Senior Curriculum Developer
Your identities will need access to Confluent Cloud, whether it is to create applications or send and receive data. Allowing them to access your cluster as easily as possible is important to how well your business runs. At the same time, your access model needs to be structured in a way where you can easily add, remove, change, and verify permissions.
Authorization is where you will make sure that your authenticated users have the access they should have, and no more or no less. It is not unheard of to have to authorize hundreds, thousands, or even tens of thousands of identities. If you’ve ever used the open source implementation of Kafka, you may be familiar with the burdensome process of having to create an LDAP store to configure your group, role, and user hierarchies, then applying ACL based on the group and role hierarchies, and finally implementing a custom authorizer that pairs the groups and users in LDAP with those in Kafka.
None of that extra effort is necessary with Confluent Cloud. Instead, there are two methods for authorizing your identities: access control lists (ACLs), and role-based access control (RBAC).
ACLs are tables that store identities and what they can do or see (the resources they can access and permissions they have) within Confluent Cloud. The important thing to remember is that permissions are tied to each identity and linked to the access they have been given for each resource. If an identity changes teams or scope, you will have to make sure to address things at an individual level. If at any point even one of these changes is missed, or configured incorrectly, you now have identities that have access to more than what they should.
This problem is only made worse as the number of identities in your organization increases. Verifying permissions for compliance with laws and regulations can become quite a labor-intensive and time-consuming process, not to mention a potential security risk.
ACLs are specific to Kafka resources and don’t extend to other Confluent Cloud concepts, such as environments and organizations. Managing ACLs for a small number of identities likely isn’t a big deal.
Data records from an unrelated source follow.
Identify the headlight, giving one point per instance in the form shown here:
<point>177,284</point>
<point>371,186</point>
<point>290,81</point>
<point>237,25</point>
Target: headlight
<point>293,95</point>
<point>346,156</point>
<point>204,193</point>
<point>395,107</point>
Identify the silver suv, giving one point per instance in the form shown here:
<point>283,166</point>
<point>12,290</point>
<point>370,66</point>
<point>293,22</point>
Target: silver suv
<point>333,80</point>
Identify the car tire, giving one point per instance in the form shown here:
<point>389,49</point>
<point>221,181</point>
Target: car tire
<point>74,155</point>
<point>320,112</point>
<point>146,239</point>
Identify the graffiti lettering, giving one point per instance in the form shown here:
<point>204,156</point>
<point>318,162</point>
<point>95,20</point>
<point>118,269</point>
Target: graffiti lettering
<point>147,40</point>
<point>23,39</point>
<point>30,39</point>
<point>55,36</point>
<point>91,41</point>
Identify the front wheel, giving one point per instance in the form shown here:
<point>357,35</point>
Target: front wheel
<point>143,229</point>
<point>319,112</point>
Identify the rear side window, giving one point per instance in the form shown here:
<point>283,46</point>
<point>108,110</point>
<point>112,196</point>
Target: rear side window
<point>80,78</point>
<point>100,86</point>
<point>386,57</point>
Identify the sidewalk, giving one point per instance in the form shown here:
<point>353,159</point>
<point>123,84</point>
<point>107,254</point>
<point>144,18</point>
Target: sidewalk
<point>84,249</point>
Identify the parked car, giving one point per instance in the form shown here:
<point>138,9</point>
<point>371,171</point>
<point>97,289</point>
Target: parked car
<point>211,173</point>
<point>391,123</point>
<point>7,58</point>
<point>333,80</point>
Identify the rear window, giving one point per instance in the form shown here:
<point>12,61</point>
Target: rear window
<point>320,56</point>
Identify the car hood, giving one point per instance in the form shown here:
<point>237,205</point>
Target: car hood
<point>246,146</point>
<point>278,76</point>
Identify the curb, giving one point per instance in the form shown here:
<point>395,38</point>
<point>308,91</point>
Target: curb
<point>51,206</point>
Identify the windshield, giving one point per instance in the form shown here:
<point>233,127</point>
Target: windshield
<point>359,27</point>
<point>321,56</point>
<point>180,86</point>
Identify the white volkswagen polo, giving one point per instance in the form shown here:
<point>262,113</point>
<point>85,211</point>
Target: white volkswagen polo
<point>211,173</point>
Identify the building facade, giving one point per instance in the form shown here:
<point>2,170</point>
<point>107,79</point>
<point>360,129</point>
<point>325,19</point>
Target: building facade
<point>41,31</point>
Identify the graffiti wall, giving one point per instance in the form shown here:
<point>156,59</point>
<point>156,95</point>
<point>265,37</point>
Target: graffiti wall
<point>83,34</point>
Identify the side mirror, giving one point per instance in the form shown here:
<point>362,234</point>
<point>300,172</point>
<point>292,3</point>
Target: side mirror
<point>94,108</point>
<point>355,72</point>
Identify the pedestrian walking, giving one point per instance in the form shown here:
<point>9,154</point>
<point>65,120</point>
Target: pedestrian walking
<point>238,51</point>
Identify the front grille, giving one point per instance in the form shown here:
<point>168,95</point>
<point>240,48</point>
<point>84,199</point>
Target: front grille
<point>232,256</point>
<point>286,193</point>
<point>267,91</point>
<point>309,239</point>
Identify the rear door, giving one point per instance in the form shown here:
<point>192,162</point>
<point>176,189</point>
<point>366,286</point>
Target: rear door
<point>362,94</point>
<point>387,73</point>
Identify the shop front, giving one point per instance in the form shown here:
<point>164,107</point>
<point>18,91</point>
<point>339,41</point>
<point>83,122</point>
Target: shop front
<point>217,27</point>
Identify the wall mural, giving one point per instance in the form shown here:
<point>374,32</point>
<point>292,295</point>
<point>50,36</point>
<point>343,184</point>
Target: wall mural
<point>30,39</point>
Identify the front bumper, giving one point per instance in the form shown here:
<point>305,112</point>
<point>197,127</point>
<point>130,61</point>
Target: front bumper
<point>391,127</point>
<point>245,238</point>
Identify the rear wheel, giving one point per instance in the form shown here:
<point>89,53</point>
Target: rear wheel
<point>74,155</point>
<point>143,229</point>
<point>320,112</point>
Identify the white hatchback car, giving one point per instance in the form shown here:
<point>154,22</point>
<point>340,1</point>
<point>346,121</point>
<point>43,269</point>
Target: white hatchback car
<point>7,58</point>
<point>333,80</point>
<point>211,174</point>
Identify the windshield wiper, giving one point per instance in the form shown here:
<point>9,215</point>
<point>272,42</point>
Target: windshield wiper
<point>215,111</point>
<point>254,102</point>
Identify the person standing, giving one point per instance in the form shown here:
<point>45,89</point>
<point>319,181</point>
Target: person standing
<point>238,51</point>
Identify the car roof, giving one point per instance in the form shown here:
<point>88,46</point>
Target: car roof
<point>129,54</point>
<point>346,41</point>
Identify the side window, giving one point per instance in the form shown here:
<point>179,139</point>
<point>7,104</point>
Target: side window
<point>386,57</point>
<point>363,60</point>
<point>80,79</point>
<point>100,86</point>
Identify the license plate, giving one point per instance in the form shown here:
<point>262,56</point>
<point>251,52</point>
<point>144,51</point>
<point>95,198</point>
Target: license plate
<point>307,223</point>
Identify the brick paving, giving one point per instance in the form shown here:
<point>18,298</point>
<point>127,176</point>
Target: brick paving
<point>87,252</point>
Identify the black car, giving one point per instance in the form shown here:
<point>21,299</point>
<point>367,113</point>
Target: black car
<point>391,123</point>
However, if you are working with a large organization with hundreds or thousands of identities, using ACLs doesn’t scale. You’re left with the second option for organizing identities, role-based access control.
RBACs allow you to configure predefined roles within your organization. Identities are assigned to a role and gain access to an organization, environment, cluster, or specific Kafka resources like topics, consumer groups, and transactional IDs based on that role.
For example, imagine a user, Milton, who is part of a group of users that require access to read data from your Purchases topic. Using ACLs, Milton’s identity is granted permission to access the read data. If tomorrow Milton also requires access to the read data from a topic called Returns, that permission must be added to Milton’s user identity (and the identity of everyone else who also now needs access).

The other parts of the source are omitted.